Work on the site of our new King’s Cross home has begun

A milestone on the way to the IOP’s relocation to King’s Cross has been passed as the construction team has begun work on the site of the IOP’s new building in London.

In order to keep everyone up to date, the IOP has launched this new microsite to provide information on progress and what’s planned on the site, which is at the intersection of Balfe Street and Caledonian Road in London N1.

The hoardings for the site, which are due to go up soon, have been designed to help passers-by to find out more about the IOP and what it does, through messages such as : “Are you a future physicist?”; “What happens when art and physics meet?”; “What’s your smartphone got to do with the International Space Station?”; “Could a material just one atom thick change the world?”; and “From quarks to computer games, it’s all physics”.

Artist's impression of the new building's basement level
Artist’s impression of the new building’s basement level

Professor Paul Hardaker, chief executive of the Institute of Physics, said: “We are excited about our move and what that means both for our physics community and for the Borough of Islington. We are very much looking forward to being an active part of the local community and the redevelopment phase gives us a chance to meet more of our neighbours and to say more about what we will be doing in the building when it’s finished. We hope these designs will give our new friends and neighbours a good sense of what we’re all about.”

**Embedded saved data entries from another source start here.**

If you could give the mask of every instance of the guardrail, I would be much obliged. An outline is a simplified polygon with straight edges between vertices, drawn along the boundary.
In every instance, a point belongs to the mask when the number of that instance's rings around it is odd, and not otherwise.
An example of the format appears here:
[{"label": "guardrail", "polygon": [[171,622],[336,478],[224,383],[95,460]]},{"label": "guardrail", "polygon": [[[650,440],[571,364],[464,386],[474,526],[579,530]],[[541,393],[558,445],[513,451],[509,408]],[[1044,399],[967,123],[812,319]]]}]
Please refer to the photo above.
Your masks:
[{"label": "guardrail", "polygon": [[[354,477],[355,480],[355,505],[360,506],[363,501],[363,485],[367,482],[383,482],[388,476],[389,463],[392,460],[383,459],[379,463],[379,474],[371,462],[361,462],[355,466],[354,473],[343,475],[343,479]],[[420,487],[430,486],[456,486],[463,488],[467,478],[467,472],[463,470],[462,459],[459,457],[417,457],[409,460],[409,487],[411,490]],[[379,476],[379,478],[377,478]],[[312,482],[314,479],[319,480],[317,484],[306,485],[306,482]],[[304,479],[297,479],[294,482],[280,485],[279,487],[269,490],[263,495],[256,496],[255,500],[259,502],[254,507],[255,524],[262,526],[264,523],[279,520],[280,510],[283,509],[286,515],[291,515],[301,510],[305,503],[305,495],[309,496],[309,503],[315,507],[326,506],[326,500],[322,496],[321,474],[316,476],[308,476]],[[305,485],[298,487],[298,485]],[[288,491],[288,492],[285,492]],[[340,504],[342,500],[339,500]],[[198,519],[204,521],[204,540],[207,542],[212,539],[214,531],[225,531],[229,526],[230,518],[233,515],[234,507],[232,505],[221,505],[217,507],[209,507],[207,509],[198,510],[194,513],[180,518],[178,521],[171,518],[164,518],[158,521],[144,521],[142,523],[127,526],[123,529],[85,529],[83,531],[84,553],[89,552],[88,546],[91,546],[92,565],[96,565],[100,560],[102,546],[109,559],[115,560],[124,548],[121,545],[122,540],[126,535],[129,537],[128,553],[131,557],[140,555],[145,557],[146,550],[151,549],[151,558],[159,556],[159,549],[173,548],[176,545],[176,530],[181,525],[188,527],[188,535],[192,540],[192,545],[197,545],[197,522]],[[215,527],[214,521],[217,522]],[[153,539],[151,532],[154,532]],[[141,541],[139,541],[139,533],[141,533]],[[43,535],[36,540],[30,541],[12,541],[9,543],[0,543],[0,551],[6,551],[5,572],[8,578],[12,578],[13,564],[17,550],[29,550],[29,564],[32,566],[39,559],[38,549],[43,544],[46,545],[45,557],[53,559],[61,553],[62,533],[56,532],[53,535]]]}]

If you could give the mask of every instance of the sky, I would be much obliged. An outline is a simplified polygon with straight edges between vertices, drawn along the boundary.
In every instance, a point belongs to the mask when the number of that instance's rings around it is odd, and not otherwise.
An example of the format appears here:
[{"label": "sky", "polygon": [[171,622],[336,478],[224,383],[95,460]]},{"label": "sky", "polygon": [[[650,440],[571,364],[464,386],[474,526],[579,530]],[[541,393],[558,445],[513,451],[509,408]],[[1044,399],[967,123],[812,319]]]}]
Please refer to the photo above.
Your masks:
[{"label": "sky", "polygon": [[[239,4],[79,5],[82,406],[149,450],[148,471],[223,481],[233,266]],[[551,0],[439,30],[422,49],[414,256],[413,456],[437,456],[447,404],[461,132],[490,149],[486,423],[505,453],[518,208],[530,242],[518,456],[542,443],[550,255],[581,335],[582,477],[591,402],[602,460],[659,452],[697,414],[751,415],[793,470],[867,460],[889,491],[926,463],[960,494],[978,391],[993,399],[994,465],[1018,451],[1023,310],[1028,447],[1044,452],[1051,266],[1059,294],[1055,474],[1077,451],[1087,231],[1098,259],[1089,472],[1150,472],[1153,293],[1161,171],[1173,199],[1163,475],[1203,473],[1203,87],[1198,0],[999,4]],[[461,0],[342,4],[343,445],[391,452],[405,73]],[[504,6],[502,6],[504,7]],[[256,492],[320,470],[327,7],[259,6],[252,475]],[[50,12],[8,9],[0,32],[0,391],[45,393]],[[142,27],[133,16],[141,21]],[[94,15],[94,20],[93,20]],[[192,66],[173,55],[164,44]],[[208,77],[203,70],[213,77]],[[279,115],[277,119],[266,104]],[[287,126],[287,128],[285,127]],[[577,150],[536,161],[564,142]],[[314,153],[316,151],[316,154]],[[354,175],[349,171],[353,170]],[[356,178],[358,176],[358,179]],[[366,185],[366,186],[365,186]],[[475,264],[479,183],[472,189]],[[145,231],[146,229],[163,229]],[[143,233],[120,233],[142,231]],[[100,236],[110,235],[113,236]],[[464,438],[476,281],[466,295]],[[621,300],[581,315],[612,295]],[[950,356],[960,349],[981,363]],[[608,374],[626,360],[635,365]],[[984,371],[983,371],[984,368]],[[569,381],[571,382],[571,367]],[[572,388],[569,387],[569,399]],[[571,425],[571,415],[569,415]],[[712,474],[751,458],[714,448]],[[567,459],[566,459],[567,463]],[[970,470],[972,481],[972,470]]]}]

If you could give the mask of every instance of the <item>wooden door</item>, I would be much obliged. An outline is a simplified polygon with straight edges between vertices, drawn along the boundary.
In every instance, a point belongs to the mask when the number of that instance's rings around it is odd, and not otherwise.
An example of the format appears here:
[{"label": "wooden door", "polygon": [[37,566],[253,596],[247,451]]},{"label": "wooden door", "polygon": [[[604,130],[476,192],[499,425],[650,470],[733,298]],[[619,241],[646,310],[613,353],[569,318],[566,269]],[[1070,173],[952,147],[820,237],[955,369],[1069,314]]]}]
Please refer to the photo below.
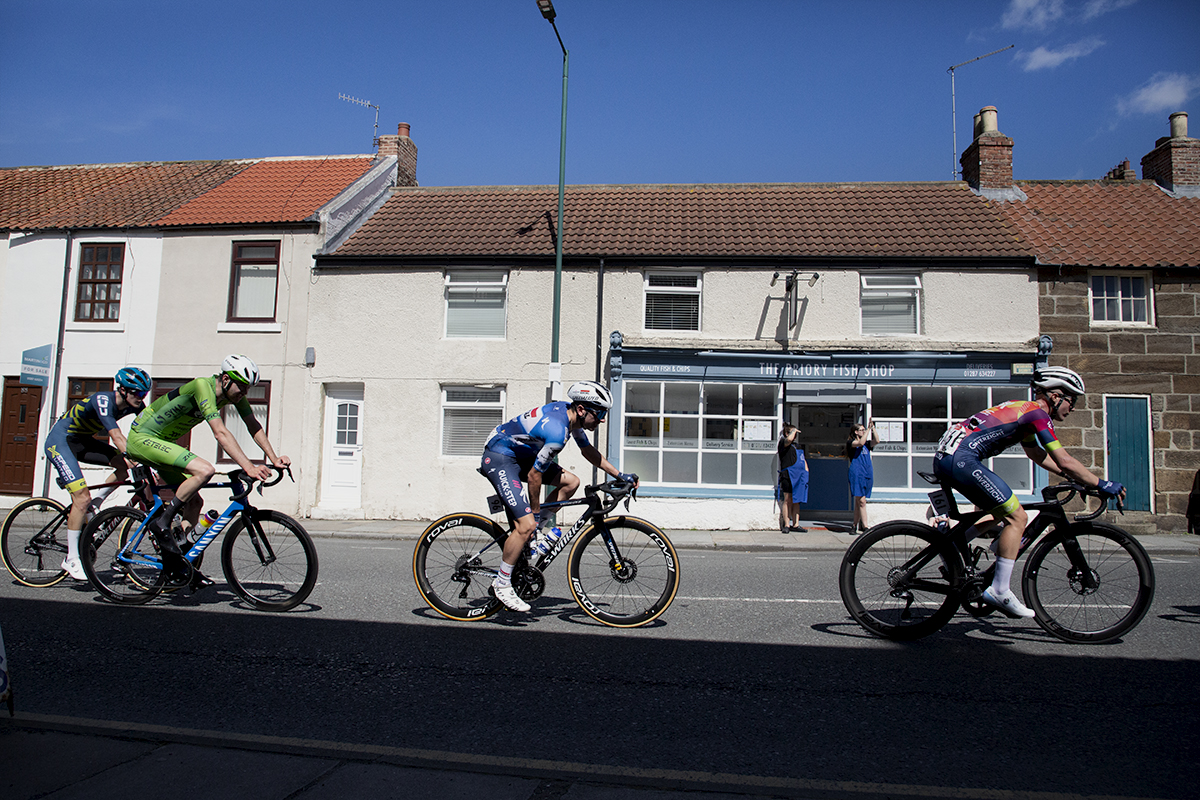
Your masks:
[{"label": "wooden door", "polygon": [[26,386],[20,382],[20,378],[4,379],[3,419],[0,420],[0,493],[33,494],[41,409],[42,387]]}]

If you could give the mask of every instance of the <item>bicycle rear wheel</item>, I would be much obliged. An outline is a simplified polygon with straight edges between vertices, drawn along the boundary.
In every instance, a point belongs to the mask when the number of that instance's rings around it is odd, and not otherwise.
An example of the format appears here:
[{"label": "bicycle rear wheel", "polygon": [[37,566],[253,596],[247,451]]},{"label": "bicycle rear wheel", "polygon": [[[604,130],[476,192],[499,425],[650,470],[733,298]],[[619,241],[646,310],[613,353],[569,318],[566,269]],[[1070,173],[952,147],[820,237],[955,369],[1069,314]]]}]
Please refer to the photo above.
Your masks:
[{"label": "bicycle rear wheel", "polygon": [[1034,546],[1022,590],[1044,629],[1066,642],[1099,644],[1142,621],[1154,600],[1154,567],[1114,525],[1076,523]]},{"label": "bicycle rear wheel", "polygon": [[221,568],[233,591],[254,608],[287,611],[317,585],[317,548],[287,514],[247,510],[225,533]]},{"label": "bicycle rear wheel", "polygon": [[413,550],[417,591],[448,619],[486,619],[501,608],[491,593],[508,533],[479,514],[448,514],[421,534]]},{"label": "bicycle rear wheel", "polygon": [[146,514],[128,506],[101,511],[79,537],[80,562],[92,586],[123,605],[148,603],[163,588],[162,559]]},{"label": "bicycle rear wheel", "polygon": [[871,633],[897,641],[928,636],[958,608],[962,562],[928,525],[877,525],[850,545],[838,576],[850,616]]},{"label": "bicycle rear wheel", "polygon": [[44,587],[67,577],[67,509],[49,497],[33,497],[13,506],[0,531],[4,566],[25,586]]},{"label": "bicycle rear wheel", "polygon": [[567,563],[571,594],[584,613],[614,628],[636,628],[658,619],[679,590],[679,556],[666,534],[636,517],[602,523],[616,543],[614,561],[600,525],[575,540]]}]

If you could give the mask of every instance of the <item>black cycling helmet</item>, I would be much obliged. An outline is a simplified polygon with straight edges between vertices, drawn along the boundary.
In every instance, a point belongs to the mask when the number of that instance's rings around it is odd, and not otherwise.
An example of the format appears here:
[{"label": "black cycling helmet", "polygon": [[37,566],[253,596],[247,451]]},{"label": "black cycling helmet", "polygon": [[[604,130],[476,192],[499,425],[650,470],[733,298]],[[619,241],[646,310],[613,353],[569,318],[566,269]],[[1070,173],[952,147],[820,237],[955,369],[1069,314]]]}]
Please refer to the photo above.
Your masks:
[{"label": "black cycling helmet", "polygon": [[123,367],[113,377],[113,381],[117,386],[124,387],[138,394],[145,394],[150,391],[150,376],[146,374],[144,369],[137,367]]}]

The IOP is working with the construction company J. Murphy & Sons Limited on the project, which will retain the existing façades of the building and work to excellent environmental building standards. Demolition work will start in June 2016 and last for about six months, followed by a 12-month construction phase that is expected to end in December 2017. This will be followed by a fit-out phase that will mean that the building should be ready for opening to all in early 2018.

Hardaker said: “Once completed, it will be an international centre for physics that will showcase some of the best of modern physics and engineering.”

Explaining the rationale for the move, he said: “King’s Cross and the Knowledge Quarter is an exciting place to be, a well-connected public transport hub, and a place where we will be surrounded by other organisations that share our passion, like University College London, the University of the Arts, the Francis Crick Institute, the British Library, the Alan Turing Institute, Springer Nature and Google. We are looking forward to the opportunities that this brings.

“We will be creating a space where we can showcase physics and a place where people come to enjoy physics, whatever their backgrounds. We are excited about what the new building will offer to our members, who will use this as their London base, and to have a modern working environment for our staff. We also hope that the building will be actively used by our local King’s Cross community.

“I can reassure people that all of what we do will continue to run as normal during this development phase. And to keep everyone informed, we will be publishing updates on this dedicated King’s Cross website. We look forward to bringing you more news as our project develops.”